12/11/2014

Governo Paulista vai propor R$ 6 BI para ampliar rede

O secretário de Energia de São Paulo, Marco Antônio Mroz, disse que o governo estadual vai propor que as três distribuidoras paulistas de gás natural – Comgás, Gas Natural Fenosa e Gas Brasiliano – invistam cerca de R$ 6 bilhões na expansão da rede ao longo dos próximos cinco anos. A diretriz do novo ciclo quinquenal de investimentos das concessionárias, segundo Mroz, é criar demanda para o gás do pré-sal, estimular a entrada de novos fornecedores no mercado e, com isso, reduzir a dependência do gás da Petrobras.

O compromisso de investimentos proposto pela secretaria ainda será avaliada pela Agência Reguladora de Saneamento e Energia de São Paulo (Arsesp), durante os processos de revisão tarifária das concessionárias, previstos para serem concluídos em 2015. Só a Comgás, explica o secretário, se comprometeria com a instalação de 5 mil novos quilômetros de rede. Atualmente, a empresa possui pouco mais de 11 mil quilômetros.

Com a expansão sugerida, o governo paulista espera criar demanda para viabilizar a construção de um novo gasoduto, inicialmente batizado de Rota 4, que prevê escoar a produção do pré-sal da Bacia de Santos para a costa paulista. “Está na hora de as distribuidoras investirem mais. O importante é criar um clima propício, com demanda existente para absorver esse gás”, disse ao Mroz ao Valor.

O projeto seria bancado por um consórcio de petroleiras. Sem infraestrutura própria de escoamento, essas empresas não têm acesso ao mercado consumidor e vendem atualmente suas respectivas produções de gás para a Petrobras. Entre as interessadas em viabilizar o duto estão, segundo Mroz, a Shell e a Total.

O gasoduto chegaria à costa paulista e, segundo o secretário, aproveitaria a faixa de servidão das tubulações da Empresa Metropolitana de Águas e Energia (Emae) para cruzar a Serra do Mar e chegar a Cubatão. De acordo com o secretário, o gasoduto deve ter capacidade para escoar cerca de 16 milhões de metros cúbicos diários de gás e possibilitaria a entrada de novos fornecedores num mercado atualmente dominado pela Petrobras.
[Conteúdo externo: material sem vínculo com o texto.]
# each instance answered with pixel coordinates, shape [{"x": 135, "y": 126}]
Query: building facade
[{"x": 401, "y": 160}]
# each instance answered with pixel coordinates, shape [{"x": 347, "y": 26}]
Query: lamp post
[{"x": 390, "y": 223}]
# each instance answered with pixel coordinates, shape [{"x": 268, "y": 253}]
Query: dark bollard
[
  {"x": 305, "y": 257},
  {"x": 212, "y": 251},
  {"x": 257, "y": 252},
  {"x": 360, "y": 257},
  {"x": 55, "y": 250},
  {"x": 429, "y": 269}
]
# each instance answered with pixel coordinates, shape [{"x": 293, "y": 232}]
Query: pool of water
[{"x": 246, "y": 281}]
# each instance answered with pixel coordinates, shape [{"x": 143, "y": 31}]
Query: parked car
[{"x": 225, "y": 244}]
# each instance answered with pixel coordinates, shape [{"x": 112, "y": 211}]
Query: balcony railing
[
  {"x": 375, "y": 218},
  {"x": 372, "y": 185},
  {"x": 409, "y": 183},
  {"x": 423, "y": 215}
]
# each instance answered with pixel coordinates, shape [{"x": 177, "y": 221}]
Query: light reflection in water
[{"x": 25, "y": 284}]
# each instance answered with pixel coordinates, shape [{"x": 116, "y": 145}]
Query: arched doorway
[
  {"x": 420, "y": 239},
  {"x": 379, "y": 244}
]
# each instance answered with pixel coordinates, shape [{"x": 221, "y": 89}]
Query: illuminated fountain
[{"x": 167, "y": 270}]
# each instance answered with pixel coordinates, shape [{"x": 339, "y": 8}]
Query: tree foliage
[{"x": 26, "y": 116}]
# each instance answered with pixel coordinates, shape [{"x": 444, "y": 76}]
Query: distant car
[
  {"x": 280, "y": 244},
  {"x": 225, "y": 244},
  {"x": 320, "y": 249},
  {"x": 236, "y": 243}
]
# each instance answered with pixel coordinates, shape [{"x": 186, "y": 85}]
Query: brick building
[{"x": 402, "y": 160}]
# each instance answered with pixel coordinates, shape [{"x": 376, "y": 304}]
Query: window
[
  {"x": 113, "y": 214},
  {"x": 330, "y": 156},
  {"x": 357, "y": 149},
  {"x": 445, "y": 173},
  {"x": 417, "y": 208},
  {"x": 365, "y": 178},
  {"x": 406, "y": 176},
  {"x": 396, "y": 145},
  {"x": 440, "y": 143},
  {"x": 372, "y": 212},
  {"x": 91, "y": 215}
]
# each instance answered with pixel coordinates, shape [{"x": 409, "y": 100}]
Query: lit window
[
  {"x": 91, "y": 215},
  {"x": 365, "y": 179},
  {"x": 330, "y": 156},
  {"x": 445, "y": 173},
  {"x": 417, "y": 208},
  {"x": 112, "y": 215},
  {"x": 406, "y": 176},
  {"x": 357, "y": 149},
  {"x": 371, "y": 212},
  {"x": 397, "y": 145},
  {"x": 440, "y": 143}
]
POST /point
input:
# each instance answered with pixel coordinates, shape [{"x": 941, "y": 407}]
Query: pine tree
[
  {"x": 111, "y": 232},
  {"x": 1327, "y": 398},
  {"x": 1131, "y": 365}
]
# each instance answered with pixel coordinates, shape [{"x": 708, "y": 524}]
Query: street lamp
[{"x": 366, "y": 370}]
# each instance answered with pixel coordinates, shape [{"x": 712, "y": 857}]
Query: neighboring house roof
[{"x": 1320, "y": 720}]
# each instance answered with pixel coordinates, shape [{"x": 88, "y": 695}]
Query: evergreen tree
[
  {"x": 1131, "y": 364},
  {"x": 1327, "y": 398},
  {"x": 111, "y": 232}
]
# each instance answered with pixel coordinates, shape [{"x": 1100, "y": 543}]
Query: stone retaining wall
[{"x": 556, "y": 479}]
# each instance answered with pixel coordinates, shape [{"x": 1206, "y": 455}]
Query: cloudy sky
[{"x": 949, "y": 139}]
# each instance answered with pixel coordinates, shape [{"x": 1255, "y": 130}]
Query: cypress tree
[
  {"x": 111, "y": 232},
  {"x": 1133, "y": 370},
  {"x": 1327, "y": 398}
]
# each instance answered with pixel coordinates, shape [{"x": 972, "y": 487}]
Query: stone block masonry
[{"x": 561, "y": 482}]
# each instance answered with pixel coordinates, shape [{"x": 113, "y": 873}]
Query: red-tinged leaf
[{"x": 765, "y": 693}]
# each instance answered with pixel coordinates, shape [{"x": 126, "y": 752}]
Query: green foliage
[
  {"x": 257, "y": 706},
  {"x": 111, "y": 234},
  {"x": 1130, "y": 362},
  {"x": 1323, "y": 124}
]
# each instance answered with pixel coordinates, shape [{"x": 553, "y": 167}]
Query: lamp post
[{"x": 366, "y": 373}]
“As decisões da Petrobras têm um olhar direcionado para o Brasil como um todo, e não necessariamente para as demandas de São Paulo. A maior parte do gás que será produzido na Bacia de Santos será escoada, pelos planos da Petrobras, pelo Rio de Janeiro. Com esse projeto (Rota 4), reduziríamos a dependência da Petrobras e traríamos mais gás para São Paulo. Acreditamos também que esse gás pode chegar a preços mais baixos que o da estatal, o que seria um importante indicador de competitividade para a economia paulista”, disse Mroz.

A percepção do mercado é que a Lei do Gás, de 2010, não foi capaz de estimular a entrada de novos agentes, por causa do monopólio de fato da Petrobras no transporte de gás natural. Em São Paulo, o governo estadual vem trabalhando numa proposta de criação de leilões de compra de gás, nos mesmos moldes dos leilões de energia nova adotados pelo governo federal. A ideia é que as distribuidoras e indústrias paulistas comprem volumes ofertados pelas produtoras do pré-sal e assegurem demanda para viabilizar os investimentos bilionários em infraestrutura. O projeto, contudo, ainda não avançou.